Saudi Arabia’s Heritage Commission has announced the discovery of pre-Islamic artefacts at Al-Ukhdood archaeological site in the southern region of Najran — one of the country’s oldest inhabited regions, on the border with Yemen.
The find includes three ancient rings, which are equal in size and feature butterfly-shaped motifs on top. Archaeologists also dug up a bronze bull’s head, which was cherished as a symbol of strength and fertility among the pre-Islamic kingdoms of southern Arabia, such as the Sabeans, Ma’inids and Qatabanids.
There are several inscriptions, including a large granite stone detailing the life of a resident named Wahb Ail bin Maaqen, who is described as watering the gardens of his house and a nearby palace. At 48cm high and 2.3 metres long, it is the largest inscription of its kind found in the region.
The Heritage Commission team also unearthed several pottery jars of various sizes and shapes, alongside a rare sample of Attic pottery dating back to the third century BC.
Working with international experts, a group of Saudi archaeologists examined the findings, which have helped to demystify the chronological development of Al-Ukhdood over the past 2,000 years. It has also clarified Najran’s role in the transmission of culture and civilisation going back to the pre-Christian era.
Dating back 4,000 years, Najran historically served as a caravan stop for travellers passing through the southern Arabian Peninsula. Al-Ukhdood, which is mentioned in the Quran, is believed to be the oldest part of the city. As an oasis, it was a vital pit stop on the frankincense and myrrh routes, and was briefly held by the Roman prefect of Egypt Gallus around 25 BC, during his unsuccessful campaign to conquer Yemen.
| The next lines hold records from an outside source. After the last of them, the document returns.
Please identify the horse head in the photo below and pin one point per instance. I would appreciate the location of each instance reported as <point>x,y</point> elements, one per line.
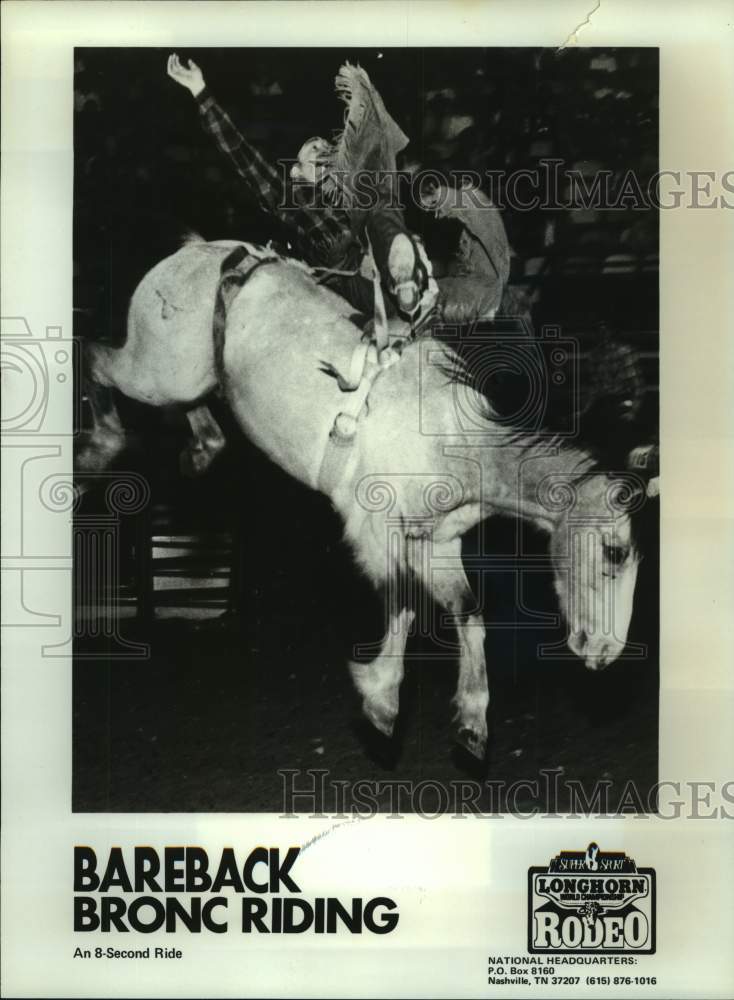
<point>596,558</point>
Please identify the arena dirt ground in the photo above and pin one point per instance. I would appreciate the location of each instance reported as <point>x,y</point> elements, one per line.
<point>207,722</point>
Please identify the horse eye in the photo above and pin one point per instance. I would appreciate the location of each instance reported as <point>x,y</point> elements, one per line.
<point>615,554</point>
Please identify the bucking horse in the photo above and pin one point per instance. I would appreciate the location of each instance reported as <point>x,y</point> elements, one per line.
<point>410,452</point>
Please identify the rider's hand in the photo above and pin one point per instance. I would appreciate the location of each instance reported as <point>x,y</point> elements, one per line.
<point>189,76</point>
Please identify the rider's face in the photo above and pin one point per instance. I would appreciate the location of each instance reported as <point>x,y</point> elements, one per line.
<point>308,169</point>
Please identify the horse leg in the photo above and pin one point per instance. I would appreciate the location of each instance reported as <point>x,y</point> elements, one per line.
<point>207,442</point>
<point>100,446</point>
<point>450,588</point>
<point>378,681</point>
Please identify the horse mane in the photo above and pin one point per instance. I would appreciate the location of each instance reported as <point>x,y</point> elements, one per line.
<point>595,413</point>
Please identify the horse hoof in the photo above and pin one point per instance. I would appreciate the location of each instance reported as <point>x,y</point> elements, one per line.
<point>381,720</point>
<point>472,741</point>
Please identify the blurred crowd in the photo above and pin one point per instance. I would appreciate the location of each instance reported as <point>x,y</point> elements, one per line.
<point>145,172</point>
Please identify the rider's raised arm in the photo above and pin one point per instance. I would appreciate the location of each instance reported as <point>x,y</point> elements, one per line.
<point>261,177</point>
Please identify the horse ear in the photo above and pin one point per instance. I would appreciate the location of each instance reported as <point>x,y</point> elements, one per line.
<point>645,459</point>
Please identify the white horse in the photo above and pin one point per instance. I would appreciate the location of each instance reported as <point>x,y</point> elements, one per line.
<point>426,461</point>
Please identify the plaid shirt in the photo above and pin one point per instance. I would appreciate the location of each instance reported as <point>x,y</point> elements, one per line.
<point>322,236</point>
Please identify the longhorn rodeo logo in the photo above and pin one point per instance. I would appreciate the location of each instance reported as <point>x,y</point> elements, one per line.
<point>591,901</point>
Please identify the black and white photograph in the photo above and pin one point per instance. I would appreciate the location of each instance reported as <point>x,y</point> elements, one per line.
<point>369,348</point>
<point>366,498</point>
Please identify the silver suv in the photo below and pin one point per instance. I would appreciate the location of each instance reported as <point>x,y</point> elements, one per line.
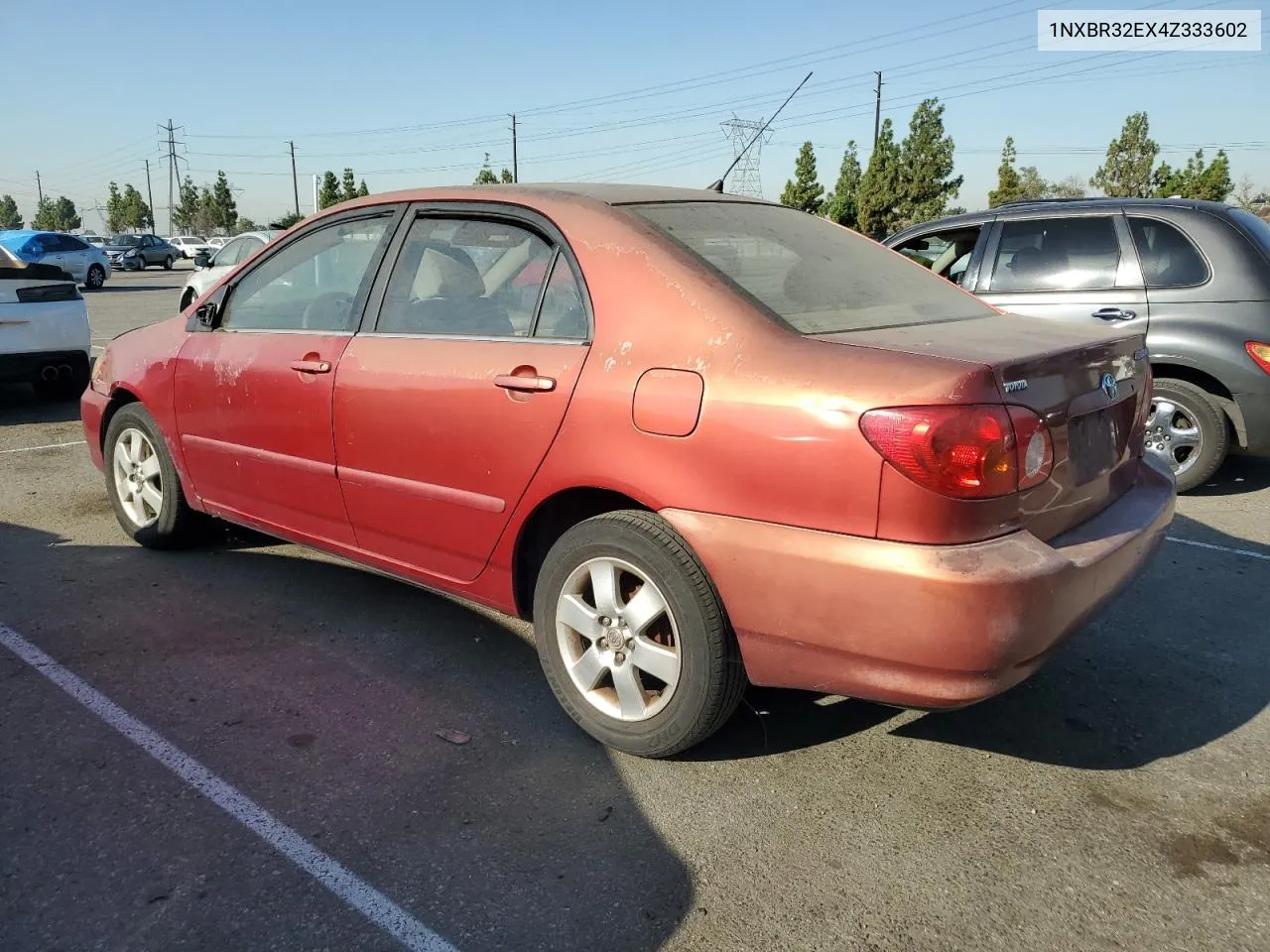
<point>1196,276</point>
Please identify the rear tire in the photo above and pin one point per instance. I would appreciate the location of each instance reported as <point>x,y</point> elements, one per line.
<point>167,524</point>
<point>1187,430</point>
<point>685,636</point>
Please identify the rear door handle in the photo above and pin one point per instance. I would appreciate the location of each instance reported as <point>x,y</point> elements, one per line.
<point>1114,313</point>
<point>532,384</point>
<point>312,366</point>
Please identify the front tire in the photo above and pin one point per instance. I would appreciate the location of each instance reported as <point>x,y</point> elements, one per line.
<point>143,483</point>
<point>1188,430</point>
<point>633,638</point>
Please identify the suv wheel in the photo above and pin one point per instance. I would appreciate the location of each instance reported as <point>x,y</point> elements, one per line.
<point>1187,429</point>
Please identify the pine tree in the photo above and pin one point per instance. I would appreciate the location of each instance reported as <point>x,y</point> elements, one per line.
<point>803,190</point>
<point>842,204</point>
<point>1129,160</point>
<point>926,180</point>
<point>878,198</point>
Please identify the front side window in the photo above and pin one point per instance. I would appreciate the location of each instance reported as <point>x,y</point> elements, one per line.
<point>312,284</point>
<point>1057,254</point>
<point>439,286</point>
<point>1167,257</point>
<point>812,276</point>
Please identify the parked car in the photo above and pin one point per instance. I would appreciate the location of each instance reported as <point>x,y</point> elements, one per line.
<point>189,245</point>
<point>1193,276</point>
<point>86,264</point>
<point>45,338</point>
<point>212,266</point>
<point>136,252</point>
<point>813,465</point>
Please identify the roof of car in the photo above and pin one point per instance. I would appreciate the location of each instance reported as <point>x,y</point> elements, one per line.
<point>1066,204</point>
<point>608,193</point>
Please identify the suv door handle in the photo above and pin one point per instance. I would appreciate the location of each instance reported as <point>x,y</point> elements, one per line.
<point>1114,313</point>
<point>312,366</point>
<point>531,384</point>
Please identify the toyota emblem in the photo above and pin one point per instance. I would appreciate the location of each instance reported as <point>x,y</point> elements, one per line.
<point>1109,386</point>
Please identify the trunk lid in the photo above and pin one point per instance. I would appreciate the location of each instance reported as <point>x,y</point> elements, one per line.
<point>1088,384</point>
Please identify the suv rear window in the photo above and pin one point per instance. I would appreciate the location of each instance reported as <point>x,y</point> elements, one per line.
<point>1257,229</point>
<point>811,275</point>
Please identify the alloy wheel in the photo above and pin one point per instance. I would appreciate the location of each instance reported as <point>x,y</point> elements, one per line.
<point>137,477</point>
<point>619,639</point>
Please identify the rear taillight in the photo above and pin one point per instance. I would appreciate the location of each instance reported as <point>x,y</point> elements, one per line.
<point>968,452</point>
<point>1260,353</point>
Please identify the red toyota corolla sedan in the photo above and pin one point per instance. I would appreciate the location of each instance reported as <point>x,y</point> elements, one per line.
<point>706,439</point>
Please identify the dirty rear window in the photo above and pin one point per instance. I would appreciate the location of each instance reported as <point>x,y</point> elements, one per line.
<point>813,276</point>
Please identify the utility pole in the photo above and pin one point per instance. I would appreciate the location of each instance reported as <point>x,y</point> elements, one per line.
<point>295,181</point>
<point>878,109</point>
<point>150,194</point>
<point>516,176</point>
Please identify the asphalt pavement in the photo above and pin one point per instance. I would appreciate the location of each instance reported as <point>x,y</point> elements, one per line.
<point>238,748</point>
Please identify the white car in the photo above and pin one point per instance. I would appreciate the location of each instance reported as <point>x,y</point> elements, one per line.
<point>45,336</point>
<point>190,245</point>
<point>209,268</point>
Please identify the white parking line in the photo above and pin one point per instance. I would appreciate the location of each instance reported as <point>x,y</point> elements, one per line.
<point>1246,552</point>
<point>354,892</point>
<point>48,445</point>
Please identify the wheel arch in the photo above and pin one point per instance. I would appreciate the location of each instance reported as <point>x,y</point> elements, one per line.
<point>1220,394</point>
<point>548,522</point>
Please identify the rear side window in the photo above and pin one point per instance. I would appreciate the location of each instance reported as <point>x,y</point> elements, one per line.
<point>1057,254</point>
<point>813,276</point>
<point>1257,229</point>
<point>1169,259</point>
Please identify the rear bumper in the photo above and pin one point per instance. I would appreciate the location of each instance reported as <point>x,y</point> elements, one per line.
<point>91,411</point>
<point>27,367</point>
<point>920,626</point>
<point>1255,409</point>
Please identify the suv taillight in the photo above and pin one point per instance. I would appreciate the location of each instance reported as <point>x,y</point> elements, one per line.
<point>966,452</point>
<point>1260,353</point>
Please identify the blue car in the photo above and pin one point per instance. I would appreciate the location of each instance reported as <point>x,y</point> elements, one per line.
<point>85,263</point>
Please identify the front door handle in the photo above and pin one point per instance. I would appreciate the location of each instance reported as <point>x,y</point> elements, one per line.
<point>531,384</point>
<point>312,366</point>
<point>1114,313</point>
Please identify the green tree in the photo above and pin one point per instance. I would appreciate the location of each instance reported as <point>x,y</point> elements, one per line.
<point>1129,160</point>
<point>1008,180</point>
<point>878,198</point>
<point>842,206</point>
<point>9,216</point>
<point>804,191</point>
<point>285,222</point>
<point>348,186</point>
<point>185,216</point>
<point>223,207</point>
<point>56,214</point>
<point>1197,180</point>
<point>329,191</point>
<point>926,180</point>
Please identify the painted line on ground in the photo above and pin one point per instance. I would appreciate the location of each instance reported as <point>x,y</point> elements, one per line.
<point>1246,552</point>
<point>358,893</point>
<point>48,445</point>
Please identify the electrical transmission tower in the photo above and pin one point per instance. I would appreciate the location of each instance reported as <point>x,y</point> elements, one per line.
<point>746,179</point>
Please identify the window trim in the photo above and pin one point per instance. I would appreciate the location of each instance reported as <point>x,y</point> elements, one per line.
<point>1128,276</point>
<point>521,217</point>
<point>393,211</point>
<point>1196,248</point>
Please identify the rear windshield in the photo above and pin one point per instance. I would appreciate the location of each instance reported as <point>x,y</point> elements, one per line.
<point>1256,227</point>
<point>815,276</point>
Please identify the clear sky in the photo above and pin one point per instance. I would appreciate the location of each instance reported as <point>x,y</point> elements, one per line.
<point>417,93</point>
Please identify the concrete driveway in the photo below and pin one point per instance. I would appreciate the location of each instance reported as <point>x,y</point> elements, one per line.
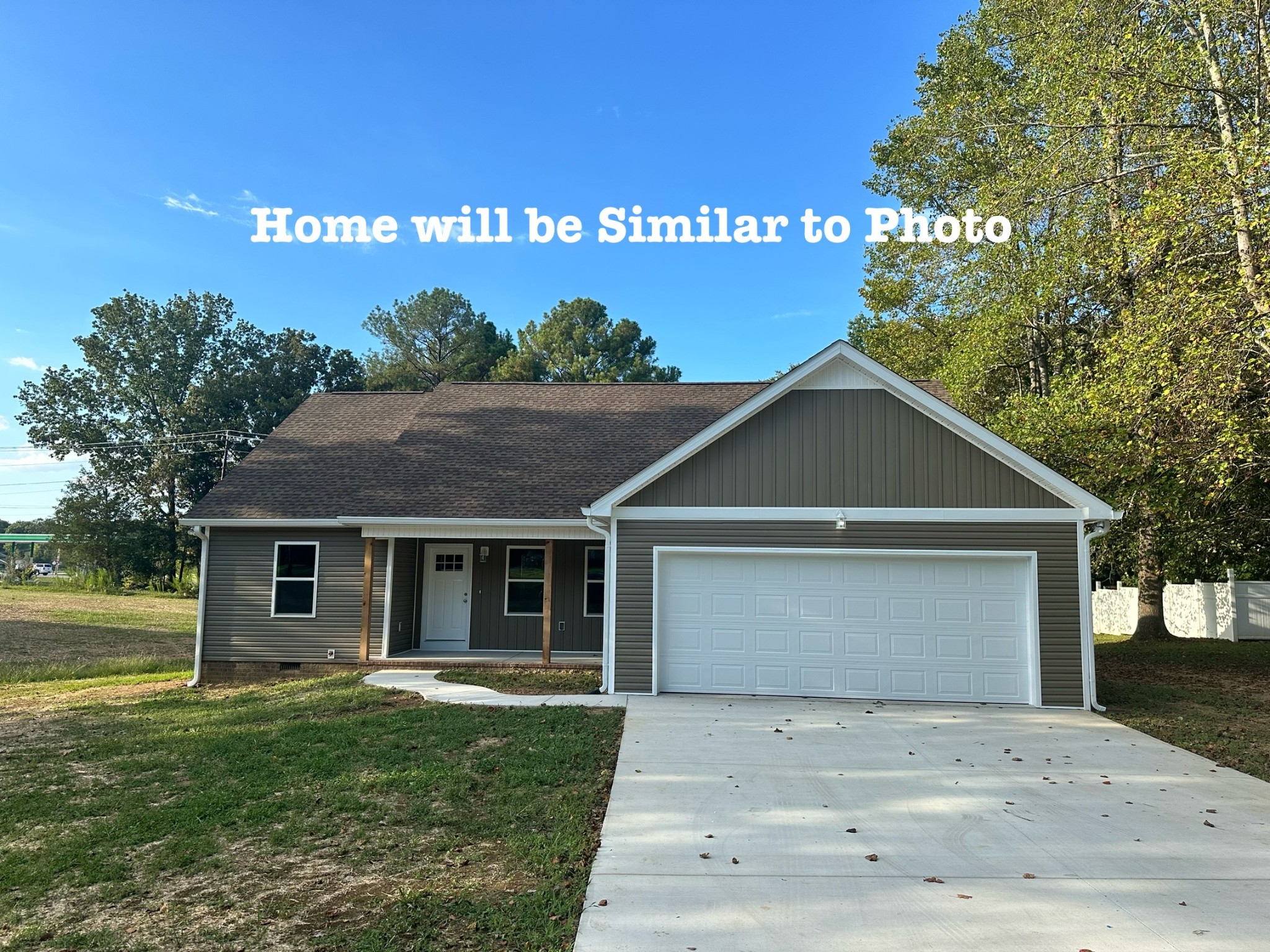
<point>1054,831</point>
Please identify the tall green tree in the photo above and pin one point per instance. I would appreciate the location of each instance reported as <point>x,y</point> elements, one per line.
<point>577,340</point>
<point>155,374</point>
<point>1122,334</point>
<point>432,337</point>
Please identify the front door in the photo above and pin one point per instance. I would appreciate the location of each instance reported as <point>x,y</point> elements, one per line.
<point>447,596</point>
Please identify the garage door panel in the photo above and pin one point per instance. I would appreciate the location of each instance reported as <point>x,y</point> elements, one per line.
<point>949,628</point>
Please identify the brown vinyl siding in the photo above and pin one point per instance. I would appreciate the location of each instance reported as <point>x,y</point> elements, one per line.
<point>404,570</point>
<point>494,631</point>
<point>1054,544</point>
<point>239,583</point>
<point>843,448</point>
Recent efforts are focused on the north-eastern part of the site, between a fort and a mosque — where archaeologists have been closely studying the site’s residential architecture.
From the foundations, which still remain, it appears that the residents laid out their homes along a central corridor, with small and medium-sized rooms running alongside. Some houses also include stores, filled with metalware, pottery with wavy edges, stone incense burners and inscriptions on the walls.